The ceremony took place at 10pm, with City Hall purposely put into darkness as similar events tooks place across the UK.
A candlelit procession took place to the Cenotaph in the grounds of City Hall, where Deputy Lord Mayor Maire Hendron laid a wreath on behalf of the city. First Minister Peter Robinson also attended.
The public event was attended by people from all walks of life and by people of all religions and none.
Alderman Jim Rodgers, who attended the event, said: “It was only right and proper that this should be commemorated.
“It was a very sad occasion and we must remember all those who lost their lives in World War One.

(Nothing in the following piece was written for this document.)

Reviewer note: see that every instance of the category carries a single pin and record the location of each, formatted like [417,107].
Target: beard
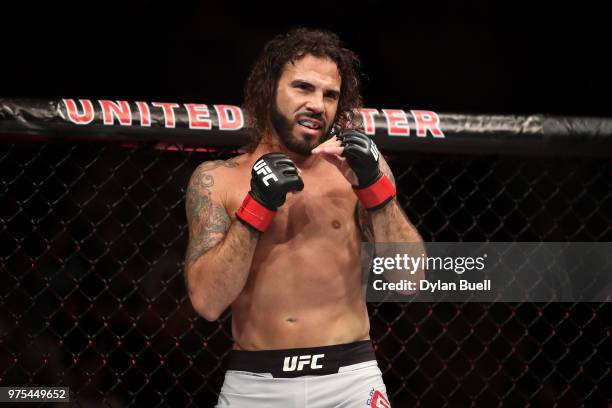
[284,129]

“This was supposed to be the last war, but sadly this has not been the case.
“It was a very moving occasion with some people clearly having tears in their eyes.
“Belfast suffered in both world wars and it is only right that this vigil was held at City Hall.”
The ceremony was televised by the BBC alongside similar events at the same time across the UK.
Also yesterday, thousands of wellwishers cheered the Duke and Duchess of Cambridge and Prince Harry as the Royals stepped out to greet them from a balcony in Belgium where they marked 100 years since Britain’s entry into the First World War.
Crowds thronged Mons town square as they were met at the 15th century town hall by the country’s prime minister Elio di Rupo and local mayor Nicolas Martin.
Outside stood a monument to locals who died.